On ne peut pas non plus sortir les psychédéliques du lot en se basant sur la quasi-impossibilité de surdose. D'abord, parce que Chambon inclut aussi la Kétamine et la MDMA dans les psychédéliques, et que des surdoses sont possibles avec ces produits. Ensuite, parce que même en ne considérant que la psilocybine et le LSD, qui peuvent difficilement causer de graves problèmes physiques, on ne peut pas balayer comme ça les conséquences d'une "surdose psychique". Quid des malheureux qui essayent 4 buvards de 250ug pour leur première prise ? On ne peut pas leur garantir que les effets négatifs s'arrêteront avec le trip, et qu'il n'y aura pas de conséquences durables. Est-ce moins grave que des effets négatifs physiques ? Perso, je considère que le risque de surdose existe dans tous les cas, même lorsque c'est uniquement le psychisme qui est affecté.
Cette impossibilité du risque 0 me semble justifier de laisser les psychédéliques dans la grande famille des drogues, du moins si on tient à conserver cette catégorie. Parce que si on les rebaptise en médicaments au nom de la "sécurité pour l'organisme et l'esprit" et de "l'impact thérapeutique positif", on cache les énigmes et les paradoxes de la psyché sous le tapis, et tant pis pour l'ignorance ! On refait la même erreur qu'avec les Benzodiazépines, les Neuroleptiques, et les Antidépresseurs. On fait appel à l'imaginaire collectif du médicament pour en faire des produits miracles, on leur place une auréole éblouissante au dessus de la tête, et on leur colle sur le dos des préjugés positifs aussi outrageusement simplificateurs que les préjugés négatifs dont sont accablés les autres drogues. Au final, on nie la complexité de la psyché, des situations, et de la subjectivité des personnes.
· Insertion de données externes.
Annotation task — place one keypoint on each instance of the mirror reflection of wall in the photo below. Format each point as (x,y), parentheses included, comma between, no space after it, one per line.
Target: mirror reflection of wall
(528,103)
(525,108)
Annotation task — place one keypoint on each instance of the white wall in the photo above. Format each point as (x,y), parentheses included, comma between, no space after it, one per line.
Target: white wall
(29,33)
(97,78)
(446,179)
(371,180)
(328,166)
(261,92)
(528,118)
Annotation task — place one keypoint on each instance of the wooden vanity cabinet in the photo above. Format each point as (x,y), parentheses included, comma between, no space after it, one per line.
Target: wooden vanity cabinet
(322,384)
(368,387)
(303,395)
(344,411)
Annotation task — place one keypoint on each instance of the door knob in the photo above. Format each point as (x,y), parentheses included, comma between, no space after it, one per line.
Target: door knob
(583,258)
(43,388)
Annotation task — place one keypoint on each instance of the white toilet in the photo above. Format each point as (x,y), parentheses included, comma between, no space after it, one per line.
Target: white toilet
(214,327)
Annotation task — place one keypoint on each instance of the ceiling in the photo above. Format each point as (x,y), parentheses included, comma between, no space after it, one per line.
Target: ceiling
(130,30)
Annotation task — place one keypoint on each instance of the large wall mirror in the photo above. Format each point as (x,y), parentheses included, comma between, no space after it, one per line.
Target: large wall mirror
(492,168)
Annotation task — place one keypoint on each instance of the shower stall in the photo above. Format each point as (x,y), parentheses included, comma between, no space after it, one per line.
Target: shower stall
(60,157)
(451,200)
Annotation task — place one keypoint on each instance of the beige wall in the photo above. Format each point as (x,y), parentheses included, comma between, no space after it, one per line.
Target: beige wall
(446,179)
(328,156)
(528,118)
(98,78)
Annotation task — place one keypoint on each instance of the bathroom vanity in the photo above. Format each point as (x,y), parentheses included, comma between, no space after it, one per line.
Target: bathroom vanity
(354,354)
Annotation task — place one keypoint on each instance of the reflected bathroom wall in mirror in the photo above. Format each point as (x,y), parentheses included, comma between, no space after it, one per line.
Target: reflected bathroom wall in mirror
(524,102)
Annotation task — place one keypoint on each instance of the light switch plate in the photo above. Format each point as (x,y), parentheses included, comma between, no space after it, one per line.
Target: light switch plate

Et ça ne me semble pas un bon début pour soigner la souffrance psychique. Ca crée des attentes démesurées chez les personnes, chez leurs proches, et chez leurs soignants. Pour moi, c'est là que se trouve l'angle mort de la prise en charge psy aujourd'hui, beaucoup plus que dans le manque de molécules à potentiel thérapeutique. Je ne veux pas qu'on dise un jour "prends tes psychédéliques et ne cherche pas à comprendre", comme on le fait avec les autres médicaments psychotropes. Changer les psychédéliques de catégorie me semble donc créer plus de problèmes que ça n'en résout.
Assumer les psychédéliques comme des drogues n'empêche nullement de leur reconnaître un intérêt thérapeutique ou spirituel. Le rapport bénéfices/risques ne peut pas être apprécié en fonction de la seule substance, sans prendre en compte la personne et le contexte. Ce qui sera un traitement salvateur pour certains sera destructeur pour d'autres. Et on ne pourra jamais prédire le résultat à l'avance et le garantir sur la notice du médicament. Classer les psychédéliques dans les médicaments, c'est en faire un contrat d'assurance avec ses clauses en petits caractères. Je préfère, et de très loin, qu'on revalorise les drogues et qu'on les légalise, en tant que telles.
Parti pris moralisateur, parce que j'ai l'impression que Chambon est si passionné de psychédéliques, qu'il veut les sortir de la catégorie des drogues juste pour crédibiliser sa démarche vis-à-vis des préjugés ambiants et de la morale dominante. Ce faisant, il les renforce. On dirait qu'il se sent obligé de montrer patte blanche pour que ces idées soient mieux acceptées par communauté médicale. Mais c'est perdu d'avance, à partir du moment où il affirme que la dimension objective est un produit de la dimension subjective, et non l'inverse, et qu'il ajoute que c'est l'esprit qui crée la matière et non l'inverse, c'est mort : la grande majorité de la communauté médicale et scientifique ne voudra plus jamais entendre parler de lui (c'est ma boule de cristal qui le dit^^, et je n'approuve pas du tout cette ostracisation, je ne fais que la constater).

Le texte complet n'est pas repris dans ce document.